IL BANCHIERE ANARCHICO - Base e Pessoa
Tratto dall’altissimo racconto di
Fernando Pessoa, "
Il Banchiere Anarchico" è un film che si spoglia di tanta grammatica cinematografica per lasciare spazio e onore al testo del poeta portoghese che per la prima volta viene adottato per il grande schermo.
In scena ci sono
Giulio Base e Paolo Fosso.
La storia inizia sul finire di una cena nel disadorno palazzo blindato di un potentissimo banchiere che celebra frugalmente il suo compleanno. La ricorrenza si fa occasione per soddisfare le curiosità dell’unico commensale (e forse unico amico) riguardanti la misteriosa ma irresistibile ascesa verso un’enorme ricchezza.
Figlio del popolo, il banchiere sostiene che quel suo impero economico trae origine da una volontà di lotta sociale evoluta, che va condotta in solitudine, ma non per questo meno radicale dell’ideologia di quelli che si professano anarchici duri e puri.

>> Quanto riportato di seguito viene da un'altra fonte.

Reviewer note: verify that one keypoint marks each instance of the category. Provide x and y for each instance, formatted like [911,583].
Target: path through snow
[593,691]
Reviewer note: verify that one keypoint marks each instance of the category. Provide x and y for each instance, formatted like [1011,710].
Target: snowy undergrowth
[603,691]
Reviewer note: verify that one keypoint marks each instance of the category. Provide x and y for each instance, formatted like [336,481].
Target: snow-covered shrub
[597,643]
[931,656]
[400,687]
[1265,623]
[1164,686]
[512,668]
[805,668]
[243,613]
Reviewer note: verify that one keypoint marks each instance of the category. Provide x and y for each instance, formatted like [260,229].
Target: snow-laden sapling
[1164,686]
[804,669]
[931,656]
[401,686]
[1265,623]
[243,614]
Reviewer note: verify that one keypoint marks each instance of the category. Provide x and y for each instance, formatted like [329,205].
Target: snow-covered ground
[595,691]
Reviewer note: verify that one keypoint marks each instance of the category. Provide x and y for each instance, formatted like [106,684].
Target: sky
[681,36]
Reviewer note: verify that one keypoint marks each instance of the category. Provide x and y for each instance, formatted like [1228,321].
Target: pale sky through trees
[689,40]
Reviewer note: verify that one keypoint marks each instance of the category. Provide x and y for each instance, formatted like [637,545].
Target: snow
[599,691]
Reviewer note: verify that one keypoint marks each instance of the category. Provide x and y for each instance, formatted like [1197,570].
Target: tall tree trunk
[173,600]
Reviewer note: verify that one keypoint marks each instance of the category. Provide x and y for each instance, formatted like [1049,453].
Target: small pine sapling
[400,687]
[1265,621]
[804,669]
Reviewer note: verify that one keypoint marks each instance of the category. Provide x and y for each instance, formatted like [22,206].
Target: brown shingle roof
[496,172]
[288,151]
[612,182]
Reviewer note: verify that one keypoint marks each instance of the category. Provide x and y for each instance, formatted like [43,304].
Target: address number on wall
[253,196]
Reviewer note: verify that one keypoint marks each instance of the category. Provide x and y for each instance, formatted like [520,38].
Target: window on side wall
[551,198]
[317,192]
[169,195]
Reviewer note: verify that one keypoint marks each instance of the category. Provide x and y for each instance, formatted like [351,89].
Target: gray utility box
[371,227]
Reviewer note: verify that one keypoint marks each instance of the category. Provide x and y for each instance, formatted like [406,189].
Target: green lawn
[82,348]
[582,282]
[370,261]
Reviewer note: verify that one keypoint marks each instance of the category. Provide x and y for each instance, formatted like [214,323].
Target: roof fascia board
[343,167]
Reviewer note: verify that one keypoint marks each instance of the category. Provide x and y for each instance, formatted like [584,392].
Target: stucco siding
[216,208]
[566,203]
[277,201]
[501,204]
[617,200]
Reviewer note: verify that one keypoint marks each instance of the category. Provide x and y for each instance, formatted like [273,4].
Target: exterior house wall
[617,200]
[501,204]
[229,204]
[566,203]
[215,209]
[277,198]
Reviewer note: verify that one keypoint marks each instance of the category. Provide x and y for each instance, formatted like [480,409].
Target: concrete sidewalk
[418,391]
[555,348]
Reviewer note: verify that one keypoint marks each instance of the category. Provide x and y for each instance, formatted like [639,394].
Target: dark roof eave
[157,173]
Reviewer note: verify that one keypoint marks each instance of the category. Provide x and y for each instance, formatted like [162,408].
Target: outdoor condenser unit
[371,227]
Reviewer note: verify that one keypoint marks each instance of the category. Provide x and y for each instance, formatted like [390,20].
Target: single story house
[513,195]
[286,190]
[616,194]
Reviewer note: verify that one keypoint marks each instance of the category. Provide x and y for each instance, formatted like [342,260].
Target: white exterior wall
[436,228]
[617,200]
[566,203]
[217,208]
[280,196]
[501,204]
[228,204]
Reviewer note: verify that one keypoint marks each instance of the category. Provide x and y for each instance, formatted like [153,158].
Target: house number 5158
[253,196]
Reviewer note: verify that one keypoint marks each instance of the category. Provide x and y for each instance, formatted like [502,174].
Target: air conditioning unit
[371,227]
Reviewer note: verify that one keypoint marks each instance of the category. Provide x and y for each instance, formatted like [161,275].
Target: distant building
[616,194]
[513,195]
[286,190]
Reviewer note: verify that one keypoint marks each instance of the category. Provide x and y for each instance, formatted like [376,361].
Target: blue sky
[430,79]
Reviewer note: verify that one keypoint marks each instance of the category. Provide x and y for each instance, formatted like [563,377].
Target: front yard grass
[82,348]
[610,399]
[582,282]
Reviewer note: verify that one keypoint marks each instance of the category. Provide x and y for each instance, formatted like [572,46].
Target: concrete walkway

Sostiene il banchiere che l’atto dell’isolarsi è l’unico modo per condurre una vera vita rivoluzionaria, per una militanza politica superiore a quella dei suoi vecchi compagni di ribellione che lui oggi apostrofa come “le puttane nella dottrina libertaria”.
L’uomo stordisce l’ospite con una colta esposizione sofistica intrisa di idee incendiarie contro le ingiustizie della borghesia e di denunce feroci nei confronti della strapotenza del veleno mortale che mina dall’interno la nostra libertà: il denaro. Denaro che il banchiere ha incamerato senza scrupoli e senza regole per, sostiene, essere libero, senza vergogna.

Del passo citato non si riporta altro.